Three years had passed since she had became Evaline. Three years had passed since she had reached her most crucial hour, realized her defeat, and secured her death. Three years had passed and yet she was still about, growing more and more miserable as she attended each perverted social event, looming about in the shadows as she listened to poets and novelists exchange hypocritical and crude remarks about their current works.
Three years: and she prayed a fourth would not come.
Each Saturday night she played the part of a reluctant, sad presence at a formal event hosted by authors of some terribly boring novel or anthology. She would, typically, polish off her fifth and final glass of wine a full two hours before the event was scheduled to end, take one last terribly depressing look at the vast, bustling, and doomed city, and exit the building with a heart full of well-deserved hurt and disappointment. All without uttering a single word to one person, and without even the smallest of hint of recognition from any being in the building. She hated these people for being so indifferent, yet took comfort in the fact that they at least did not take pity on her and attempt to make awkward small talk with the miserable body sitting on the red velvet love seat. She admired the show that they all put on and grew so accustomed to that their entire personalities now reflected the deceitful, hypocritical characteristics so dear to many accomplished writers.

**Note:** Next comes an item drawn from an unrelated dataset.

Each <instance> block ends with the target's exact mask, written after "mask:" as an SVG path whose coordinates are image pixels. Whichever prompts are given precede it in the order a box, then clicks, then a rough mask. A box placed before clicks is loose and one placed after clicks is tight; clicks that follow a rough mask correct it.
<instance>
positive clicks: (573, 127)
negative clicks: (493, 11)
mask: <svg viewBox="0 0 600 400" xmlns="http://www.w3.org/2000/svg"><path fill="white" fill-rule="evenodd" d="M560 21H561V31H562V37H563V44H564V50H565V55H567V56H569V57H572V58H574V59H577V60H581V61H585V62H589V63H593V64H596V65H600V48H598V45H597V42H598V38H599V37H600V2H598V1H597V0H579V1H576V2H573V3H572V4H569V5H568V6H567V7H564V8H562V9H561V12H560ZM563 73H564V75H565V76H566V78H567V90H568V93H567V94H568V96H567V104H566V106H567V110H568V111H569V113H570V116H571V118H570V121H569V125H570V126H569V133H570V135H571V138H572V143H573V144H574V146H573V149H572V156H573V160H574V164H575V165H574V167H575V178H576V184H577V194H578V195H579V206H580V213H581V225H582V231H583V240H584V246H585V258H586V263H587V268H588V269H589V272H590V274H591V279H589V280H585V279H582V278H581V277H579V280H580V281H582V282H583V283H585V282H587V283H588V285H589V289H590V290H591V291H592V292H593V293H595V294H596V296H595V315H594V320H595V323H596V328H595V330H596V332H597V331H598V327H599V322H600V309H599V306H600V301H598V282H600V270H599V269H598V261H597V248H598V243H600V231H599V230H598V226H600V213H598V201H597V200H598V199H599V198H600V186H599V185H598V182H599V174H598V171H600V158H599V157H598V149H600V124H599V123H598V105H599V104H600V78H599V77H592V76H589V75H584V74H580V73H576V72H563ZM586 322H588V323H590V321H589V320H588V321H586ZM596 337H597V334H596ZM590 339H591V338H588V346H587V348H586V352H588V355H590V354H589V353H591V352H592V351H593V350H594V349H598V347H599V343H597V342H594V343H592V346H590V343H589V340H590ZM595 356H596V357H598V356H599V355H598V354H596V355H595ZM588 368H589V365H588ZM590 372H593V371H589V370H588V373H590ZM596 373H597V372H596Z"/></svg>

Why she even attended these social gatherings still, she could not conclude. She had not had the desire or inspiration to write in months. She had never tried to actually converse with the other writers who frequented the parties, for she knew that to do so would be such a pathetic attempt at reversing her indisputable fate. So ,to fill up the paralyzing time that passed each week, which was interrupted only by the dreaded parties, Evaline, if ever bothered, would have been found to be sleeping most of the day. If anyone would have asked, and if Evaline would have told, you would find that she would be dreaming of gazing off the lonely balconies into the city she had prayed to avoid years ago. The city that was the constant reminder to Evaline that her aspirations, her wretched, horrible, haunting dreams, could never be fulfilled. And what was left of the good in her would not let her forget that. But every once in a while, her most dreaded memories would creep from her subconscious mind and come alive in her dreams. A vision of what her life used to be, and could be, if not for her difficult personality and depression making her this monstrosity. She dreamt of her mom and dad, dead by now for all Evaline knew, her brother, driving his mustang far too fast with her in the back seat, struggling with the two sides of herself, her friends who knew nothing of her whereabouts and likely did not care to discover them, and if she was particularly unlucky, she saw what may have been: her with ten children, beaming and sweet in front of a beautiful country home with twelve dogs underfoot, and most importantly, a charming, loving husband with one hand around a smiling daughter and the other around his wife...
When she had first came here, she was nineteen. Her parents thought she would return in two week’s time. They never would have guessed that she’d leave all her possessions behind in the room she’d inhabited since she was a child. They didn’t realize how little she cared about the junk that cluttered her room. They never thought she’d skip out on college, but they didn’t know that there was no point her going through all the misery and money of college to get out and face her fate any how. They never thought she’d change her name and live a solitary life hidden in plain view of over eight million people. They never dreamed they’d never see their “perfect angel” again. But then again, they never dreamed that she was in such great turmoil, and she had learned from the start to keep her terrifying conflicts to herself.